Fast and Adaptive Questionnaires for Voting Advice Applications
Fynn Bachmann, Cristina Sarasua, Abraham Bernstein
TL;DR
The paper tackles the problem of long Voting Advice Applications (VAA) questionnaires causing user fatigue and incomplete responses. It introduces an adaptive questionnaire framework that embeds voters into a 2D latent space via an encoder/decoder, and uses an information-gain-based selector to choose the next question, evaluated on the Smartvote 2019 Swiss dataset. The IDEAL model for encoding/decoding combined with a PosteriorRMSE question selector yields substantial gains, achieving about $74\%$ accuracy after the same number of questions as the rapid version and reaching high accuracy earlier (e.g., $9$ questions) than fixed approaches. Predicting unanswered questions and using those predictions in the nearest-neighbor matching further improves candidate recommendations, suggesting a practical and transparent enhancement for VAAs with potential applicability to other survey domains.

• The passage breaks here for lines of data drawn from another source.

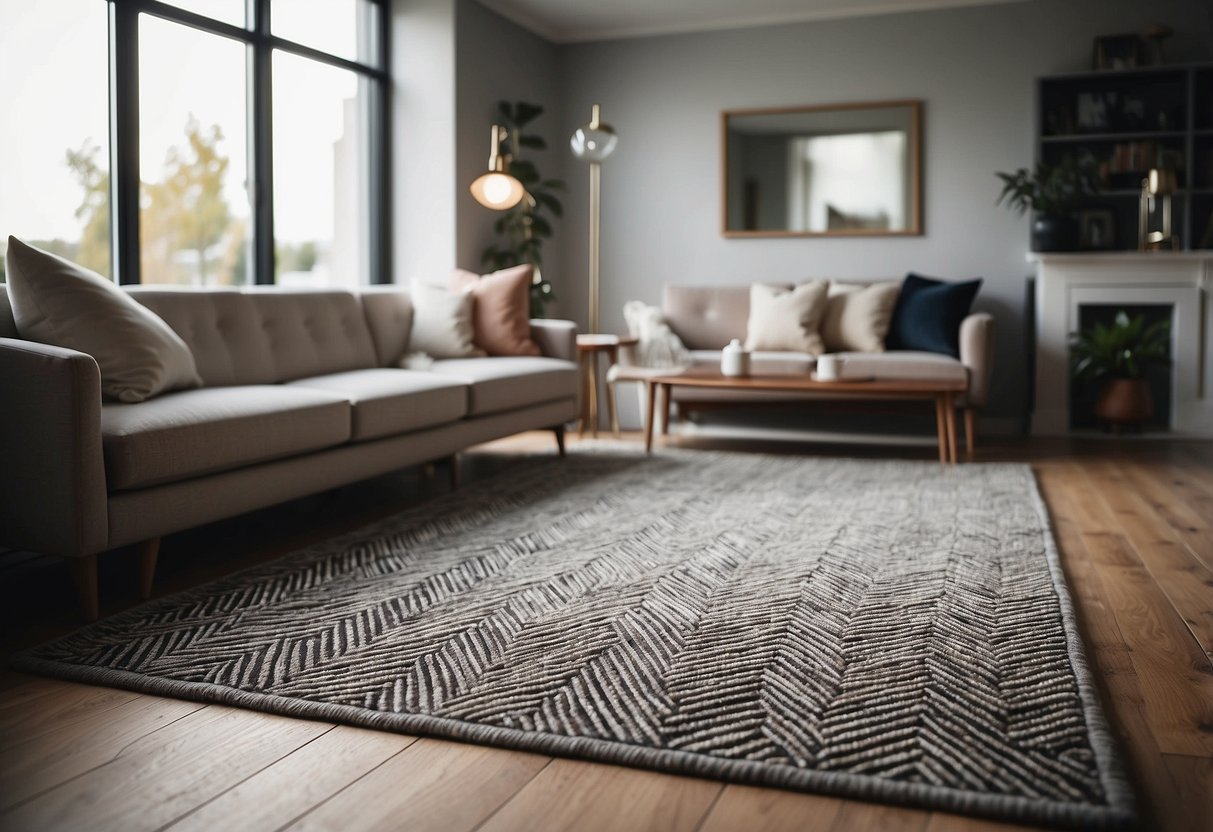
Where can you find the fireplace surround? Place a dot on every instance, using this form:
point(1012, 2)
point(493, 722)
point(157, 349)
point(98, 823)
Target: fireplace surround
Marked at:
point(1069, 283)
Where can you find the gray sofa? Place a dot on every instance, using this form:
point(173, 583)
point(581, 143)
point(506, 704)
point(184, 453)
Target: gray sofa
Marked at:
point(706, 318)
point(301, 393)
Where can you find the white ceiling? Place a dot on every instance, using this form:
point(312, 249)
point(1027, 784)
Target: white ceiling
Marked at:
point(570, 21)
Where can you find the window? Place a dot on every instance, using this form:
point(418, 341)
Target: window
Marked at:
point(55, 146)
point(320, 174)
point(235, 143)
point(194, 218)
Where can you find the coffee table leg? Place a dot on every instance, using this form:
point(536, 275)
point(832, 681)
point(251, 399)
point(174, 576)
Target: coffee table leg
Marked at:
point(651, 395)
point(950, 406)
point(941, 428)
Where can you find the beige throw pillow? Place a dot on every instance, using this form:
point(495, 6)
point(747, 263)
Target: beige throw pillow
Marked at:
point(782, 319)
point(442, 323)
point(57, 302)
point(858, 317)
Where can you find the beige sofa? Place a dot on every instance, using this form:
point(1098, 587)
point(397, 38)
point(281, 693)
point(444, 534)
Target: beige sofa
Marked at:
point(706, 318)
point(301, 394)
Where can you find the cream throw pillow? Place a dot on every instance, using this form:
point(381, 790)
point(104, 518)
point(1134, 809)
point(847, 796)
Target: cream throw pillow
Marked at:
point(442, 323)
point(858, 317)
point(782, 319)
point(57, 302)
point(659, 346)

The work provides a benchmark across spatial models and selection methods and demonstrates that adaptive questioning can dramatically increase accuracy while reducing respondent burden.
Abstract
The effectiveness of Voting Advice Applications (VAA) is often compromised by the length of their questionnaires. To address user fatigue and incomplete responses, some applications (such as the Swiss Smartvote) offer a condensed version of their questionnaire. However, these condensed versions can not ensure the accuracy of recommended parties or candidates, which we show to remain below 40%. To tackle these limitations, this work introduces an adaptive questionnaire approach that selects subsequent questions based on users' previous answers, aiming to enhance recommendation accuracy while reducing the number of questions posed to the voters. Our method uses an encoder and decoder module to predict missing values at any completion stage, leveraging a two-dimensional latent space reflective of political science's traditional methods for visualizing political orientations. Additionally, a selector module is proposed to determine the most informative subsequent question based on the voter's current position in the latent space and the remaining unanswered questions. We validated our approach using the Smartvote dataset from the Swiss Federal elections in 2019, testing various spatial models and selection methods to optimize the system's predictive accuracy. Our findings indicate that employing the IDEAL model both as encoder and decoder, combined with a PosteriorRMSE method for question selection, significantly improves the accuracy of recommendations, achieving 74% accuracy after asking the same number of questions as in the condensed version.